Purpose: The objective of this study is to examine the impact of the YQJPXY on the inhibition of ferroptosis in cisplatin-induced acute kidney injury and to elucidate the underlying mechanisms.

Methods: The active components of YQJPXY were analysed using UPLC-MS/MS. A comprehensive investigation was conducted to elucidate the effects and regulatory mechanisms of YQJPXY on CIAKI and ferroptosis in mice subjected to acute cisplatin treatment and in mice receiving cisplatin treatment after STING expression was inhibited using the STING inhibitor C176. The renoprotective effect of YQJPXY on cisplatin-treated mice was evaluated by measuring tissue damage, inflammation and pro-fibrosis. In addition, we employed network pharmacology and molecular docking methodologies to analyse the principal regulatory targets of YQJPXY. Furthermore, the expression of key proteins and markers of ferroptosis and iron metabolism, as well as the levels of key indicators related to STING-associated ferritinophagy, were examined by immunoblotting, immunohistochemistry, immunoprecipitation, quantitative real-time PCR (qPCR) and specific probes.
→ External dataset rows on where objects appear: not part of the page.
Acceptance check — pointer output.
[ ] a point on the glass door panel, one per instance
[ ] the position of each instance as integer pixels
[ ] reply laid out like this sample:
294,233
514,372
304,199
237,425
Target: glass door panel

Results: The results demonstrated that YQJPXY reduced the levels of indicators of injury, inflammation and pro-fibrosis in CIAKI mice, with renoprotective effects. Network pharmacological analyses revealed that ferroptosis might be the main biological process regulated by YQJPXY. Furthermore, molecular docking results indicated that STING might be a potential regulatory target of YQJPXY. Furthermore, YQJPXY treatment resulted in a significant reduction in MDA and 4-HNE levels, as well as the inhibition of ferroptosis and improvement in iron metabolic processes. Concomitantly, YQJPXY exhibited a robust protective effect on ferroptosis and iron metabolism homeostasis, as evidenced by its inhibitory action on ferritinophagy. Validation experiments utilising the cisplatin inhibitor C176 demonstrated that YQJPXY inhibits cisplatin-induced ferroptosis in kidney via STING-mediated ferritinophagy.

Conclusion: These suggest that YQJPXY alleviates cisplatin-induced acute kidney injury through suppressing ferroptosis via STING-NCOA4-mediated Ferritinophagy.

Keywords: Cisplatin-induced acute kidney injury; Ferritinophagy; Ferroptosis; NCOA4; STING.